Background

Ankle injuries are one of the most common reasons for presenting to orthopedics emergency department. However, although only a few of these patients – approximately 15% – have a significant clinical fracture, radiography is performed on almost all patients, without having any positive diagnostic result in 85% of cases [16]. Steill et al started a multi-stage project in 1992 for the first time in order to find a way to face this challenge and to provide decision-making criteria in using radiography for ankle injuries. By developing the Ottawa Ankle Rules (OARs), Steill et al attempted to help physicians rapidly recognize patients who have no fractures, improve the application of decision rules to "common clinical practice", and reduce the radiographs ordered by physicians by a rate of 26.4% without causing an adverse effect on health care quality [610]. The rules were based only on evaluating bone tenderness and weight bearing (Fig. 1).

Figure 1
figure 1

Ottawa Ankle Rules(4).

Scientific reports about clinical decision rules are increasingly published in medical literature. These rules (a) are decisional tools resulting from research projects rather than consensus-based clinical practice guidelines; (b) are coordinated results of three or more variables in clinical history, physical examination and simple tests; and (c) are used in determining the diagnosis, prognosis and possible responses in each individual patient. These tools help the physician to effectively challenge his/her uncertainty in clinical decision-making.

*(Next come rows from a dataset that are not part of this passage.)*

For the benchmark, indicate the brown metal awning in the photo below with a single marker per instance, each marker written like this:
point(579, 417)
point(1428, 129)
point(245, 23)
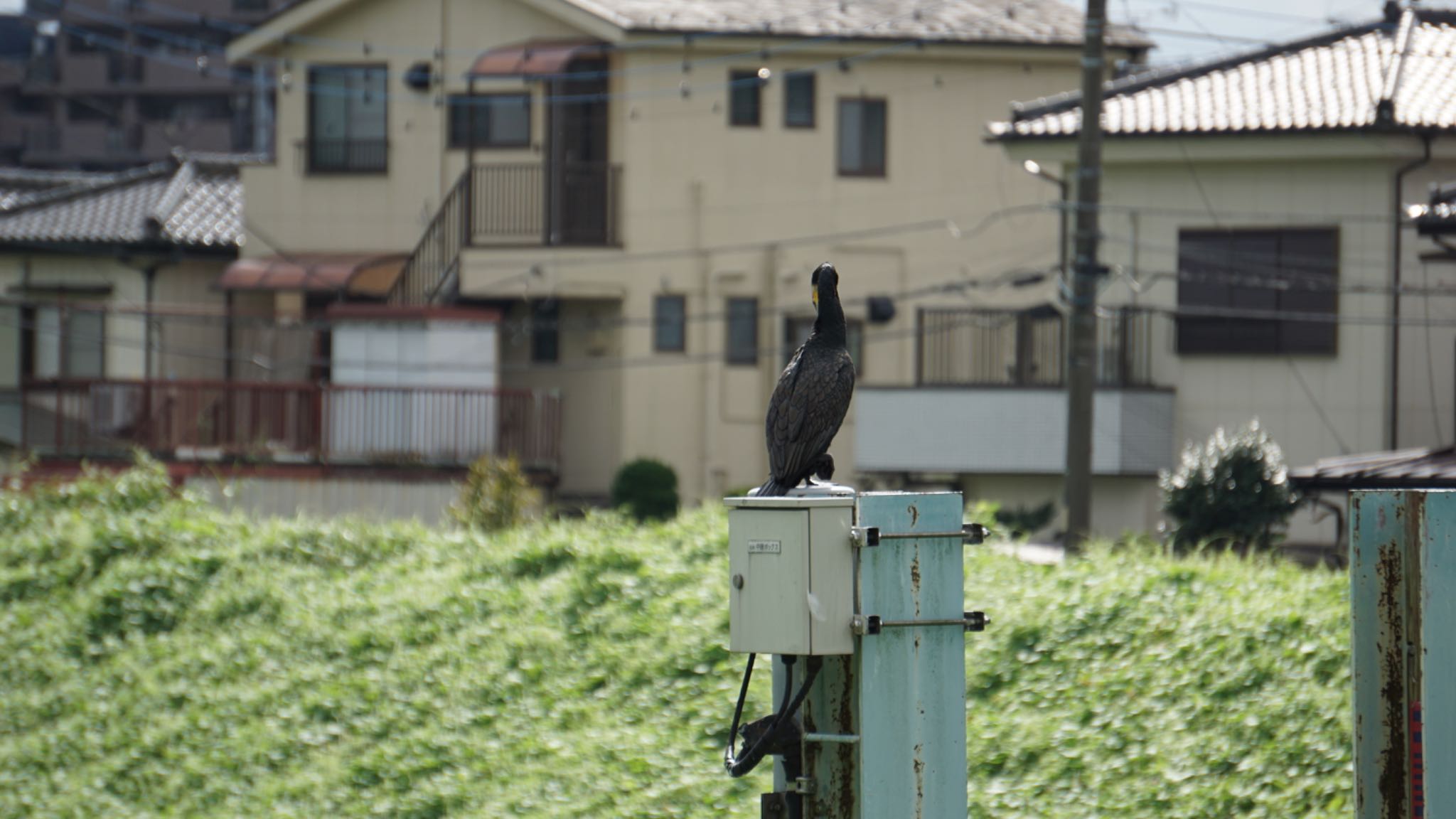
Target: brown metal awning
point(355, 274)
point(532, 57)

In addition, using these rules can enhance the physician's efficiency, which is a must in the current situation where health care systems are increasingly calling for more cost-effective methods in clinical practice [11].

There have been several attempts to validate the OARs in different countries [1221]. In their systematic review, Bachman et al [22] showed that the sensitivity of The OARs range from 96.4% (95% confidence interval: 93.8–98.6%) in some studies to 99.6% (95% confidence interval: 98.2–100%) in others. Also, specificity ranges from 47.9% (interquartile range: 42.3–77.1%) to 26.3% (19.4–34.3%).

Despite these successful results, however, there are other studies that could not validate the OARs [2325]. In addition, since no specific standard is used for the diagnosis and treatment of ankle injuries in Iran – especially in public teaching hospitals – it appears that there is a tendency toward "defensive medicine" among physicians. Therefore, in view of the high prevalence of ankle injuries as well as difficulties experienced in the current trend of radiography requisitions, and considering the unique features of the OARs, validation of these rules in an Iranian population has been evaluated.

Methods

This prospective study was performed in a 3-month period from January-April 2004 on 237 patients presenting to Akhtar Orthopedics Hospital Emergency Department with ankle pain or tenderness following a blunt trauma. The definitions of ankle zones based on Steill studies are as follows:

1. Malleolar zone: 6 cm of the distal fibula and tibia as well as the talus bone

2. Midfoot zone: Navicular, cuboid, cuneiforms, anterior process of calcaneus and the base of the fifth metatarsal bone.

Patients who were less than 16 years of age or pregnant, those with injuries of more than seven days, those referring for re-evaluation, and those with multiple trauma or decreased level of consciousness were excluded from study.

Patients were physically examined and evaluated regarding the 8 clinical variables included in the OARs. Each patient's data was recorded and coded. All patients were referred for standard radiography of the malleolar zone, midfoot zone or both according to the presence of pain or tenderness in one or both of these zones. Radiography results were interpreted by an orthopedics surgery resident who had not visited or examined the patients.

For statistical analysis, SPSS for Windows V. 10.0 was used. Sensitivity, specificity, positive and negative likelihood ratio, and positive and negative predictive value with a 95% confidence interval were calculated.

Results

After excluding 36 patients according to the exclusion criteria and 1 patient for inability to cooperate, 200 patients were evaluated. The patients' mean age was 31.86 ± 15.95 years. Most patients were young adults, 60% having less than 30 years of age. Among the examinees, 52.5% (105 cases) were male and 47.5% were female. Fifty one percent of patients reached the hospital within 7 hours of injury (Table 1). Types of treatment provided for the patients are listed in Table 2. Of all patients, 142 had injuries only in malleolar zone, 37 were injured only in midfoot zone and 21 had injuries in both zones (Table 3).

Table 1 Patients' Characteristics.
Table 2 Types of treatment performed on ankle injury patients
Table 3 Rate of injuries and conformity of the OARs results with diagnostic feature

Causing mechanisms for injuries included sport activities (49 patients, 24.5%), descending stairs (31 patients, 15.5%), falling in pot-holes (25 patients, 12.5%), twisting ankle during casual walking (20 patients, 10%), direct trauma (17 patients, 8.5%), falling down (16 patients, 8%), tripping over obstacles (13 patients, 5.6%) and others (29 patients, 14.5%).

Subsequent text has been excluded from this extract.